Now, I managed to narrow down the issue as it seems that the problem is only with the "matches" attribute in the TrafficTargetRules. Indeed, if I specify "everything" in both traffic targets, both bbox1 and 2 can do all operations, else bbox2 cannot do anything. I've tried to split into two different groups but it doesn't change anything. It seems that the issue is linked to the "matches" attribute of the rule. I looked into the code but I'd need to build my own version and put a breakpoint as there is too much code to spot it just like that.

stephaneey commented 1 year ago

@keithmattix for this issue, I'm just testing something on my own but I know this will be the type of scenarios that will be required in customer environments because it just makes sense. So, creating a ticket for my own environment is probably overkill.
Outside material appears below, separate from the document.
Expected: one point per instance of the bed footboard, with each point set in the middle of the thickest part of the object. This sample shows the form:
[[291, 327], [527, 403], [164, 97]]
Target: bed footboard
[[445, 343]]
keithmattix commented 1 year ago

@stephaneey Could you turn on debug logs for the osm controller (osmLogLevel in the meshConfig) and upload a copy of the logs here? We should be able to see the traffic rules via this log line: https://github.com/openservicemesh/osm/blob/v1.2.3/pkg/catalog/inbound_traffic_policies.go#L261

stephaneey commented 1 year ago

Hi @keithmattix ,

I've enabled the debug mode and this is what I can find when applying the policies:

{"level":"debug","component":"envoy/lds","time":"2023-03-31T06:37:08Z","file":"rbac.go:56","message":"RBAC policy for proxy with identity simpleapi.osmdemo: map[osmdemo/simpleapisvcbbox1:permissions:{any:true}
principals:{authenticated:{principal_name:{exact:\"bbox1.osmdemo.cluster.local\"}}} osmdemo/simpleapisvcbbox2:permissions:{any:true}
principals:{authenticated:{principal_name:{exact:\"bbox2.osmdemo.cluster.local\"}}}]"}

and here are the adjusted policies:

apiVersion: specs.smi-spec.io/v1alpha4
kind: HTTPRouteGroup
metadata:
  name: simpleapiroutes
  namespace: osmdemo
spec:
  matches:
  - name: everything    
    pathRegex: '.*'
    methods: ["GET","DELETE"]
  - name: getonly
    pathRegex: '.*'
    methods: ["GET"]     
---
apiVersion: access.smi-spec.io/v1alpha3
kind: TrafficTarget
metadata:
  name: simpleapisvcbbox1
  namespace: osmdemo
spec:
  destination:
    kind: ServiceAccount
    name: simpleapi
    namespace: osmdemo
  rules:
  - kind: HTTPRouteGroup
    name: simpleapiroutes
    matches:
    - everything
  sources:
  - kind: ServiceAccount
    name: bbox1
    namespace: osmdemo  
---
apiVersion: access.smi-spec.io/v1alpha3
kind: TrafficTarget
metadata:
  name: simpleapisvcbbox2
  namespace: osmdemo
spec:
  destination:
    kind: ServiceAccount
    name: simpleapi
    namespace: osmdemo
  rules:
  - kind: HTTPRouteGroup
    name: simpleapiroutes
    matches:
    - getonly
  sources:
  - kind: ServiceAccount
    name: bbox2
    namespace: osmdemo  
---  

Reading the logs, I would assume that both bbox1 and bbox2 are authorized to do everything...I could not find any error. Note that I wanted to send you the entire logs so I decided to stop and restart the OSM components, to restart from fresh logs. Since then, I can't get them log in "debug" mode anymore. They stick to log level "info".

Best Regards

keithmattix commented 1 year ago

To change the log level, you probably need to restart osm-controller. If you could attach the full debug-level logs, that would be super helpful. Thanks!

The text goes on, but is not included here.